Does it still happen if you add -mcpu=i386 to the command line?

Quuxplusone commented 11 years ago

I get the correct output using mcjit on x86-64 linux, both at -O0 and -O1.

Quuxplusone commented 11 years ago

Using -mcpu=i386 doesn't change the output of either of the two invocations.

Quuxplusone commented 11 years ago

To make reasonably sure that the observed behavior is not due to a miscompile of LLVM/Clang on my part, I reran the steps with the LLVM/Clang 3.2 from OSX Homebrew and get the exact same behavior.

Quuxplusone commented 11 years ago
Further investigation on one of my Linux boxes revealed an easy way to
reproduce the erroneous behavior there too:

1. Compile: clang -emit-llvm -c -S BugDemo.c -o BugDemo.ll
2. Change the target-triple in BugDemo.ll from (in my case) "x86_64-pc-linux-
gnu" to "x86_64-apple-macosx10.8.0"
3. Run: lli -use-mcjit ./BugDemo.ll

On the other hand, with a target triple of "x86_64-pc-linux-gnu" the attached
sample also works flawlessly on OSX.

IMHO this supports my hypothesis that the bug is located on the Mach-O runtime
dynamic loader.
Quuxplusone commented 11 years ago
This appears to have been fixed.
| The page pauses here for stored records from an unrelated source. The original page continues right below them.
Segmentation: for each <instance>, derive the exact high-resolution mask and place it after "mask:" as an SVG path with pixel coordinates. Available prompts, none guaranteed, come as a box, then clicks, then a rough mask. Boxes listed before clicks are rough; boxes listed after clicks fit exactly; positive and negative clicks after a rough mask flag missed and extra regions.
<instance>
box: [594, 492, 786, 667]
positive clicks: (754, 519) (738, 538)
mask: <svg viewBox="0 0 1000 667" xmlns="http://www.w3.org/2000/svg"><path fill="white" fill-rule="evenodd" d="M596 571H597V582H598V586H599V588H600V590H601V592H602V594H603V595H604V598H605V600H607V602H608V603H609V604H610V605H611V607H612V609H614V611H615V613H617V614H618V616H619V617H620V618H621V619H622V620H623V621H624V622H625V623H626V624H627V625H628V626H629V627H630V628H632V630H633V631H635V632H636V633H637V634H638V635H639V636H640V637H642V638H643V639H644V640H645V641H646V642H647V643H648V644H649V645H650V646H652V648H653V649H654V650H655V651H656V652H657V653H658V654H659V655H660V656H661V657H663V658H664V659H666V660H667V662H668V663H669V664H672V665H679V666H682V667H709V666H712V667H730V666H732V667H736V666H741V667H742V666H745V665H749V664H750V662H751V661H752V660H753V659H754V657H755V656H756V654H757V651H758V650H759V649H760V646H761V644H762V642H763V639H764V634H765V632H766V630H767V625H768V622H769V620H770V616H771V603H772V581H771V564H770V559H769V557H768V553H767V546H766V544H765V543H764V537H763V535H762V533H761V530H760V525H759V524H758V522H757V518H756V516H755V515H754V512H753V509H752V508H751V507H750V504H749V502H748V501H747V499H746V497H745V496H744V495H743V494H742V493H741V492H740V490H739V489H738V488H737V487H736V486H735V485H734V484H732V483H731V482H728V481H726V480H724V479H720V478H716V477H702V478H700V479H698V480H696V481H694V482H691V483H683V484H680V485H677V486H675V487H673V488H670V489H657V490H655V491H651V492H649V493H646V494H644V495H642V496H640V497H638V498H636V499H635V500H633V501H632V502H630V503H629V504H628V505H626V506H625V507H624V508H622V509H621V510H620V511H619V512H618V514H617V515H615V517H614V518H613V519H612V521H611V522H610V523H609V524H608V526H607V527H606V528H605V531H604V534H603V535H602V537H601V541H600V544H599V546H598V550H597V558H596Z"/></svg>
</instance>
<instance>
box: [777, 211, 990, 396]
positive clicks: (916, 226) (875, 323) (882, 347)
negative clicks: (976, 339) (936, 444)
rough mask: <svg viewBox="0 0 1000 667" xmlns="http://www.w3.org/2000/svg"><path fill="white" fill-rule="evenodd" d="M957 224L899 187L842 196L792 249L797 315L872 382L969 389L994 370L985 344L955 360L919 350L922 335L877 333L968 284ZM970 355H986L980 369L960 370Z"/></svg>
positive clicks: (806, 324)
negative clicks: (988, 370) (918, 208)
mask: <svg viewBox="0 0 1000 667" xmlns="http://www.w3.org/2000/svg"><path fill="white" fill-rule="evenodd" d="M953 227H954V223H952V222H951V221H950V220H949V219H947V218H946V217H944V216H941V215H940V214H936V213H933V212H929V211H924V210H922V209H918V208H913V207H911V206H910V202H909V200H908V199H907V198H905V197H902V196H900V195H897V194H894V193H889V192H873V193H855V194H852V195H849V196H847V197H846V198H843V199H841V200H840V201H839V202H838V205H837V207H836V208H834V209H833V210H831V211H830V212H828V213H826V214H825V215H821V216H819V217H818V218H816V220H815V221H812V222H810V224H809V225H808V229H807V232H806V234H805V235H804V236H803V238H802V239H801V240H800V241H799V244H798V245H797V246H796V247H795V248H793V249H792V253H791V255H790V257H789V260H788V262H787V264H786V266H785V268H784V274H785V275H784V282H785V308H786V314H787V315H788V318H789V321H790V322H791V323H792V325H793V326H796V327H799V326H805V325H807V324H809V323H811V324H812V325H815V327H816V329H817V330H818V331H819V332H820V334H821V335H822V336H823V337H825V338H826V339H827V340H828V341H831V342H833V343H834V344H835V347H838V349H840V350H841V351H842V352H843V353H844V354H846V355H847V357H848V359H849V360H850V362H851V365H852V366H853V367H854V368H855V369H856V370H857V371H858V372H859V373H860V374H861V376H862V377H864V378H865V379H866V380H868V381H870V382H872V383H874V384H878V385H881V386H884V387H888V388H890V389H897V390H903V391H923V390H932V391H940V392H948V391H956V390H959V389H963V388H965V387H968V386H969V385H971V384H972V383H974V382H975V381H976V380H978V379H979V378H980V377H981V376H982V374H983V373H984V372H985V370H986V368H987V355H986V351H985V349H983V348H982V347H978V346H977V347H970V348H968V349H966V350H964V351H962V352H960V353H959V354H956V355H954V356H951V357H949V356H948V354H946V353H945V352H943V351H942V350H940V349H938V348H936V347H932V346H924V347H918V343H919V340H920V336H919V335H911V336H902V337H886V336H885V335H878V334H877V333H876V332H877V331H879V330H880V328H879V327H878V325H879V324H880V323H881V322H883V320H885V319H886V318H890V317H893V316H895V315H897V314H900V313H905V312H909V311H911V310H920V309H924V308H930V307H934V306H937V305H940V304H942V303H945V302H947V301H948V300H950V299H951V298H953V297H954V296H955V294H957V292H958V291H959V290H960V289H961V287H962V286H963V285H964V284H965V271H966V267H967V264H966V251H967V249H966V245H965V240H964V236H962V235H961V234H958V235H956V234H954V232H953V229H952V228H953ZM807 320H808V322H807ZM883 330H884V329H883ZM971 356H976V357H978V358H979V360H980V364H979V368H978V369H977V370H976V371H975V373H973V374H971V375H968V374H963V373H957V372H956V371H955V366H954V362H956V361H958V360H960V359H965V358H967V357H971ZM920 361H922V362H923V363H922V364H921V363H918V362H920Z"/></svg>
I have retested this with issue with:

1. clang version 3.3 (tags/RELEASE_33/final)
   Target: x86_64-apple-darwin12.5.0
   Thread model: posix

   LLVM version 3.3
   Optimized build with assertions.
   Built Jun 27 2013 (16:25:16).
   Default target: x86_64-apple-darwin12.5.0
   Host CPU: corei7-avx

2. Ubuntu clang version 3.4-1~exp1 (trunk) (based on LLVM 3.4)
   Target: x86_64-pc-linux-gnu
   Thread model: posix

   LLVM version 3.4
   Optimized build.
   Built Oct 15 2013 (22:31:57).
   Default target: x86_64-pc-linux-gnu
   Host CPU: corei7-avx

   Obtained from the official snapshot APT repositories (SVN revision 19684)

I will verify this with my source built version of llvm/clang once I have
updated it to the official 3.3 release.
Quuxplusone commented 11 years ago

I can also confirm that the error has been resolved when using my custom llvm/clang 3.3 toolchain.

Thanks a lot! Should I mark this bug as RESOLVED/FIXED?